Compared with previous studies of TTS caused by real-world noise exposures, our ΔPTA values were similar to those measured in the last two decades (Kim et al., 2005; Howgate and Plack, 2011) but lower than those measured earlier (15–37 dB; Axelsson and Lindgren, 1978; Drake-Lee, 1992; Jerger and Jerger, 1970; Rupp and Koch, 1969; Tin and Lim, 2000; Ulrich and Pinheiro, 1974). Stricter noise-control regulations and greater awareness of the dangers of excessive noise in recent years may explain the trend for lower TTS over time. Mean ΔOAE was −2.75 dB, which is comparable with Iliadou et al. (2024) but smaller than some earlier studies reporting ΔOAE after loud music exposure (Kim et al., 2005; Vinck et al., 1999).
There were robust effects of concert exposure on tinnitus, with most participants reporting an increase in tinnitus following the concert and none reporting a decrease. Formal analysis of the relationship between ΔPTA and ΔTinnitus was not conducted, but data visualization suggests that large PTA shifts (>20 dB) were sufficient but not necessary for large shifts in tinnitus (see Figure 3B).
4.2 Effects of prior “conditioning” noise exposure
As discussed in the Background, extensive animal data support protective effects of sound conditioning. Direct exploration of conditioning effects in humans was conducted by Miyakita et al. (1992). Findings indicated that 6 h of daily exposure to music at 70 dB SPL lessened the TTS induced by subsequent traumatic exposures (effect size ~6–8 dB at 3–5 kHz), though toughening of the cochlea by repeated traumatic exposures may also have played a role. The present study design was based on the notion that individuals with limited day-to-day exposure might face heightened risk when encountering a one-off high-intensity event like a loud concert.
The current analysis revealed a non-significant trend toward smaller TTS in individuals with higher energy of noise exposure over the preceding 10 weeks (p = 0.10, two-tailed). When extrapolated across the observed Noise10week range (~0 to 1.2), this trend corresponds to an estimated 7 dB reduction in ΔPTA from the least- to the most-exposed participants. Although our pre-registered hypothesis was directional, we opted for a two-tailed test to maintain a conservative approach; had we used a one-tailed test, the result would have approached statistical significance.
Of course, this non-significant trend may simply reflect sampling variability rather than a true conditioning effect. Nonetheless, several alternative explanations warrant consideration, particularly given issues of statistical power and reliance on self-report exposure data (see Section 4.4 below).
4.3 Effects of sex and skin tone
The study's results in relation to skin tone do not support protective effects of melanin on susceptibility to TTS, despite prior evidence in both animals and humans.
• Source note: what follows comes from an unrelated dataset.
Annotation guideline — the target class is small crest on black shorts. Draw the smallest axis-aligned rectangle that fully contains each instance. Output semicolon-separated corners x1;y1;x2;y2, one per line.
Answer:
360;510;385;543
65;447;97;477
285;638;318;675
Indeed, darker skin tone corresponded to greater TTS, on average, though results were non-significant. Of course, the predictor variable was not a direct measure of cochlear melanin, and the study instead relied on a proxy: a potentially less accurate self-report measure of skin tone. However, this proxy measure, assessing the skin's reaction to sun exposure, exhibits good internal consistency and construct validity (Fasugba et al., 2014) and has previously been shown to relate to human susceptibility to TTS (Barrenäs and Lindgren, 1990) and PTS (Lin et al., 2012).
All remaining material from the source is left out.